Many speech problems are developmental rather than physiological and, as such, they respond to remedial instruction. Language experiences are central to a young child’s development. In the past, children with communication disorders were routinely removed from the regular class for individual speech and language therapy. This is still the case in severe instances, but the trend is toward keeping the child in the mainstream as much as possible. In order to accomplish this goal, teamwork among the teacher, speech/language therapist, audiologist, and parents is essential. Speech improvement and correction are blended into the regular classroom curriculum and the child’s natural environment.

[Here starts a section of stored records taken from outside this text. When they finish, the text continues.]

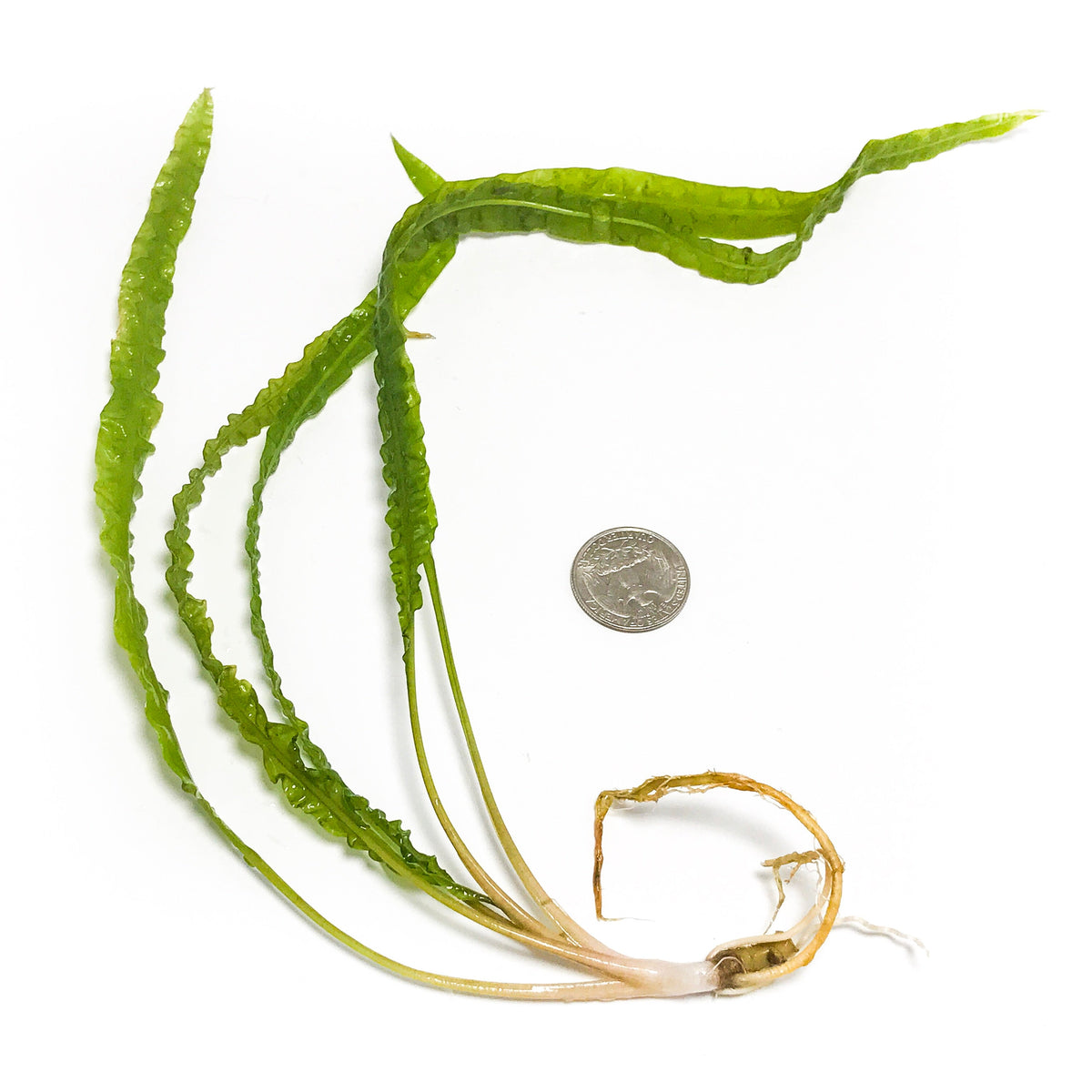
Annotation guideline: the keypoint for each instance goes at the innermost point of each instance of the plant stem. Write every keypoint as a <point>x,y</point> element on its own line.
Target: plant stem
<point>501,898</point>
<point>571,928</point>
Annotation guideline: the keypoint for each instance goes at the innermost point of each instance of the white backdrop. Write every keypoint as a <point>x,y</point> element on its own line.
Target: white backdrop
<point>877,467</point>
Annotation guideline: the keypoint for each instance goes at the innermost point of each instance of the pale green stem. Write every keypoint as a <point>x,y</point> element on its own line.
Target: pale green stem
<point>501,898</point>
<point>571,928</point>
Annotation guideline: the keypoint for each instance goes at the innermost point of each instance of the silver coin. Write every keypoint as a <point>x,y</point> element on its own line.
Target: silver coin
<point>631,579</point>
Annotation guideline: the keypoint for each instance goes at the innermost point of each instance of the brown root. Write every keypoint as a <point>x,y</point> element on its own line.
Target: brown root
<point>753,961</point>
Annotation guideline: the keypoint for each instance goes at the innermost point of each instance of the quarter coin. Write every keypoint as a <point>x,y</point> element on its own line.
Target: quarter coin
<point>631,579</point>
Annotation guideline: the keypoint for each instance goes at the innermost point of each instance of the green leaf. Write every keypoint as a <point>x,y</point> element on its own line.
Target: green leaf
<point>683,222</point>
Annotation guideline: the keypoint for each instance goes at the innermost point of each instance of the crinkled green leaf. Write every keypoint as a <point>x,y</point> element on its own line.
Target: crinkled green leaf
<point>682,221</point>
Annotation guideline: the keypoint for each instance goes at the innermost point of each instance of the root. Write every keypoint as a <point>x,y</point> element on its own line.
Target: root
<point>753,961</point>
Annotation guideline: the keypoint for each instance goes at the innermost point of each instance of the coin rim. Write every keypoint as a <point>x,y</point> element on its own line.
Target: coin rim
<point>610,625</point>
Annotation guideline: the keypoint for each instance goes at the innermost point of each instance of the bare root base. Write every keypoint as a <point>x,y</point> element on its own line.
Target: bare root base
<point>753,961</point>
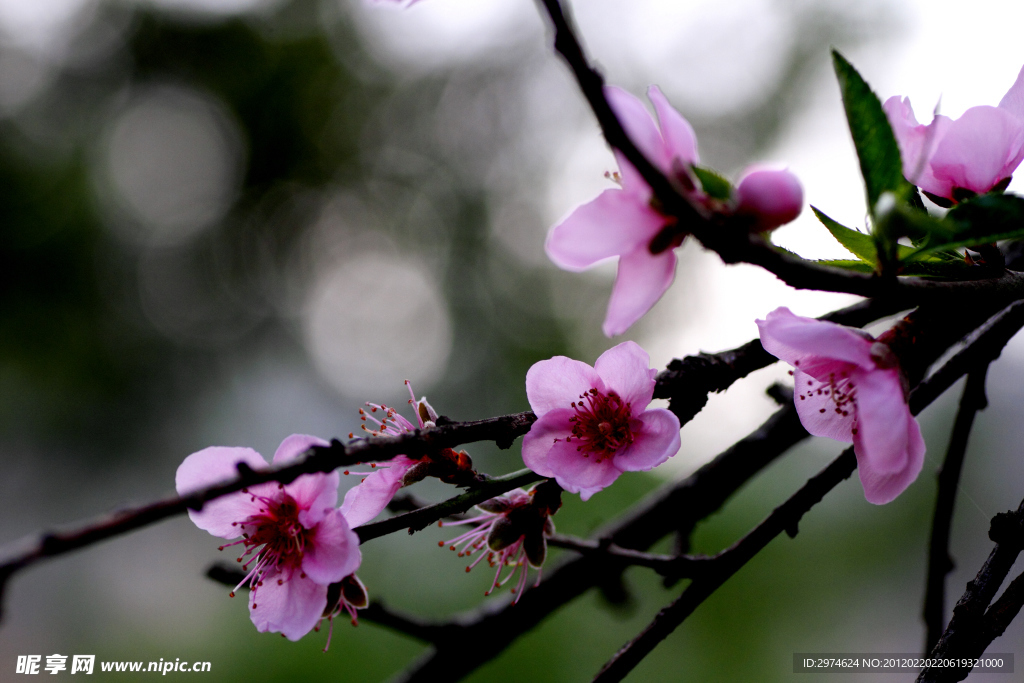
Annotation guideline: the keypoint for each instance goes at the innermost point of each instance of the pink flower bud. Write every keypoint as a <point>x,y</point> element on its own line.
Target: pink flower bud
<point>771,197</point>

Amplification may be extremely valuable for the child with a hearing impairment. Students whose hearing is not completely restored by hearing aids or other means of amplification have unique communication needs. Children who are deaf are not automatically exposed to the enormous amounts of language stimulation experienced by hearing children in their early years. For deaf children, early, consistent, and conscious use of visible communication modes such as sign language, finger spelling, and cued speech and/or amplification and aural/oral training can help reduce this language delay. Some educators advocate a strict oral approach in which the child is required to use as much speech as possible, while others favor the use of sign language and finger spelling combined with speech, an approach known as TOTAL COMMUNICATION. There is increasing consensus that whatever system works best for the individual should be used.
Many children with hearing impairments can be served in the regular classroom with support services. In addition to amplification, instructional aids such as captioned films and high interest/low vocabulary reading materials are helpful. For most children with hearing impairments, language acquisition and development are significantly delayed, sometimes leading to an erroneously low estimate of intelligence.
Students whose physical problems are so severe that they interfere with or completely inhibit communication can frequently take advantage of technological advances that allow the individual to make his or her needs and wants known, perhaps for the first time.